Creighton has been at the job as overseer for the past seven years and his work entails the collection of rates and taxes from villagers within the community.
She added that they also address the concerns of villagers and try to resolve them at this level before they spiral out of control.
“Some concerns, so far, [ that we have dealt with include] illegal dumping of garbage within the village and the NDC has advised their environmental health officers to speak to persons as it regards to the proper way of garbage disposal and to utilise the private waste disposal services such as, Puran Brothers etc. since the NDC doesn’t pick up garbage in this area, to Blankenburg,” Creighton said.
She pointed out that they have done upgrading of roads and bridges, but now they are focusing on putting culverts to maintain bridges within the village.
Creighton stated that with monies they collect they try to generally enhance the village by patching up roads, clearing drains, canals and installing and replacing street lights.
She said that this year they haven’t started any new project, but they have a few on stream and with government’s assistance, they will embark on some developmental works.
The NDC overseer stated that residents of Den Amstel haven’t been paying their rates and taxes up to date and they need to do so for them to further develop the village.
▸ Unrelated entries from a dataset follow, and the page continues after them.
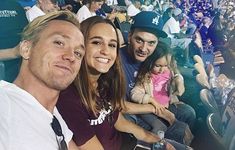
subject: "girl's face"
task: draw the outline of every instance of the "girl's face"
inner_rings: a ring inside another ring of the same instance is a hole
[[[155,61],[153,68],[152,68],[152,73],[160,74],[168,70],[169,70],[169,66],[167,64],[166,56],[163,56]]]
[[[88,35],[85,59],[91,74],[106,73],[117,57],[117,34],[110,24],[94,25]]]
[[[96,1],[91,2],[90,11],[92,11],[92,12],[97,11],[98,9],[101,8],[103,3],[104,3],[103,1],[101,1],[101,2],[96,2]]]

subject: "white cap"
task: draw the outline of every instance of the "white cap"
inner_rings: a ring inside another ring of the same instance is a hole
[[[175,8],[175,9],[173,10],[173,14],[174,14],[175,16],[178,16],[178,15],[180,15],[181,13],[182,13],[182,10],[179,9],[179,8]]]

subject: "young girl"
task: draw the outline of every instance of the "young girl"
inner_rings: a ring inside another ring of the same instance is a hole
[[[179,116],[184,114],[178,114],[177,112],[177,109],[182,110],[184,108],[171,107],[171,103],[179,101],[173,94],[175,83],[172,79],[177,76],[173,72],[176,72],[176,62],[167,45],[159,42],[153,54],[142,64],[136,78],[135,87],[130,95],[134,102],[150,103],[155,107],[157,116],[154,114],[140,115],[144,121],[153,127],[152,132],[157,133],[159,130],[168,132],[171,128],[171,132],[174,132],[175,135],[181,138],[184,136],[185,138],[187,136],[186,131],[189,130],[187,124],[185,124],[187,121],[182,120]],[[180,105],[184,106],[186,104],[180,103]],[[184,111],[184,113],[187,113],[187,111]],[[182,122],[175,121],[175,115]],[[184,132],[180,133],[178,129],[183,129]],[[173,138],[178,142],[181,141],[180,138],[175,138],[173,134],[168,138]]]

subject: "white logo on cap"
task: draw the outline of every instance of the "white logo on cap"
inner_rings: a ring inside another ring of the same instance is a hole
[[[153,18],[152,23],[157,25],[158,24],[158,19],[159,19],[159,17]]]

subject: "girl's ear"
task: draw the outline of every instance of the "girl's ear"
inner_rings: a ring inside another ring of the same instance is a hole
[[[31,49],[32,43],[30,41],[21,41],[20,42],[20,55],[23,57],[24,60],[28,60],[30,57],[30,49]]]

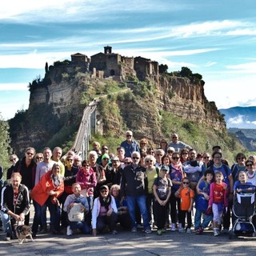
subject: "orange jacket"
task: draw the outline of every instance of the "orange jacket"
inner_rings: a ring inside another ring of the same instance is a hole
[[[52,202],[56,203],[56,198],[58,198],[64,191],[64,182],[62,181],[58,186],[55,186],[50,178],[52,172],[49,170],[43,174],[39,182],[34,187],[30,196],[30,198],[37,202],[40,206],[43,206],[50,194],[48,192],[54,190],[57,192],[57,194],[52,195]]]

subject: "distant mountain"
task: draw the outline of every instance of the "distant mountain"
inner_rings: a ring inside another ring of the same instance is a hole
[[[256,129],[256,106],[234,106],[218,110],[225,114],[227,128]]]

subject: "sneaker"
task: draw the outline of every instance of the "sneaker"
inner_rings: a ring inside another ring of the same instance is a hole
[[[151,234],[151,233],[152,233],[152,230],[151,230],[151,229],[147,228],[147,229],[145,230],[145,233],[146,233],[146,234]]]
[[[172,223],[171,224],[170,230],[171,231],[176,231],[176,224],[175,223]]]
[[[162,230],[158,230],[157,234],[158,234],[158,235],[162,235]]]
[[[70,235],[72,235],[72,234],[73,234],[73,231],[70,229],[70,226],[68,226],[66,227],[66,235],[70,236]]]
[[[223,231],[222,231],[223,234],[229,234],[230,233],[230,230],[229,229],[224,229]]]
[[[187,233],[187,234],[191,234],[192,231],[191,231],[191,230],[188,227],[188,228],[186,229],[186,233]]]
[[[219,235],[218,230],[214,230],[214,236],[218,237]]]
[[[202,233],[200,232],[200,230],[195,230],[195,234],[201,234]]]
[[[133,227],[132,229],[131,229],[131,232],[132,233],[136,233],[137,232],[137,227]]]
[[[181,228],[178,229],[178,232],[179,233],[185,233],[186,230],[183,227],[181,227]]]

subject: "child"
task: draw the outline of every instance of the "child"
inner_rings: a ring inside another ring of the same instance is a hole
[[[160,175],[154,180],[153,193],[154,201],[154,218],[158,225],[158,234],[161,235],[166,230],[164,230],[166,223],[166,216],[167,205],[170,197],[170,187],[172,183],[170,178],[166,178],[169,172],[167,166],[162,166]]]
[[[190,180],[185,177],[182,178],[182,185],[179,191],[179,197],[181,198],[180,205],[180,214],[181,214],[181,223],[182,227],[179,229],[179,232],[184,233],[185,230],[185,219],[186,215],[186,233],[191,233],[191,225],[192,225],[192,205],[193,199],[194,196],[194,190],[190,188]]]
[[[210,186],[210,198],[208,210],[212,209],[214,214],[214,236],[220,234],[219,226],[224,207],[228,206],[226,198],[227,185],[222,182],[223,174],[221,171],[215,172],[215,182]]]
[[[201,234],[203,230],[208,226],[213,218],[212,212],[207,211],[210,195],[210,186],[213,182],[214,173],[211,170],[206,170],[204,173],[206,180],[202,180],[198,185],[199,193],[195,198],[196,212],[194,215],[194,230],[196,234]],[[201,224],[202,214],[205,214],[205,218]]]

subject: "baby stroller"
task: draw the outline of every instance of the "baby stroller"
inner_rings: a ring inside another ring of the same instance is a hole
[[[234,223],[230,232],[230,238],[234,235],[256,235],[255,226],[252,222],[255,215],[255,191],[256,186],[253,185],[238,186],[234,197]]]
According to the Ministry of Communities website, a Neighbourhood Democratic Council (NDC) “covers a small geographic area within each region and is tasked with responsibility for the management and administration of these areas within its boundaries. Although the NDCs were established by an order under the Local Democratic Organs Act 12 of 1980, it was not until 1994 that they were actually implemented.
Councillors are elected at local government elections, which is held under the general supervision of the Guyana Elections Commission. The number of councillors elected may range from 12 to 30, depending on the size of the population of the neighbourhood and its topography. These councils operate under Local Government Act, Chapter 28:02
The overseer is responsible for the day-to-day administration of the office and assisting in the execution of the council’s decisions.
The NDCs receive subventions from central government every year to assist in the execution of developmental works within their boundaries.
Additionally, each NDC collects rates and taxes from the established revenue base. These are retained by the said council and are used to provide effective and efficient services to residents.
Functions of the NDCs:
1. To provide efficient services for residents as stated in the laws. Services include sanitation, garbage disposal, road/dam maintenance, market facilities, burial grounds, abattoirs, drainage, etc.;
2. To maintain and protect public property; 3. To levy and collect rates.”
WHY PAY RATES AND TAXES?
The website also informs that for communities to experience development, both local government entities and residents must work together. Local authorities provide a number of services to the residents within their boundaries as mandated by law. This provision has a cost attached and becomes recoverable from an individual with respect to his or her ownership of land or other property.